Der Barcelona-Star ist erst 26 Jahre alt. Kehrte er in sechs Jahren in die Freiheit zurück, könnte er bestimmt noch die eine oder andere Saison auf höchstem Niveau bestreiten. Gestählt durch das Training im Knast und die ständigen Heimspiele, wäre er dann noch besser und noch härter, als er es heute schon ist.

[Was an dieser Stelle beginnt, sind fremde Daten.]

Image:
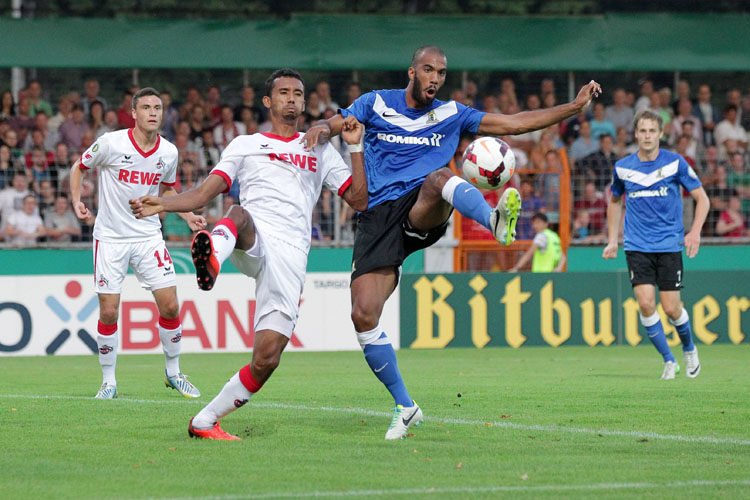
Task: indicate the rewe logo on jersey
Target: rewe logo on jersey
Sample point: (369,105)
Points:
(138,177)
(302,161)
(433,140)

Viel eher ist freilich anzunehmen, dass sich Lionel Messis Steuerprobleme auf andere Art lösen lassen. Er wird den Untersuchungsbehörden erklären, er habe von seinen Steueraffären nichts gewusst und er verstehe ohnehin wenig von finanziellen Finessen und fiskalischen Finten. Die Richterinnen und Richter werden ein Einsehen haben. So dürften im Innenhof des städtischen Männergefängnisses von Barcelona auch weiterhin nur richtig böse Gangster Fussball spielen. Hooligans zum Beispiel.

Pedro Lenz ist Schriftsteller und lebt in Olten. Seine Steuererklärung lässt er von einer Vertrauensperson ausfüllen. Werbeeinnahmen hat er keine.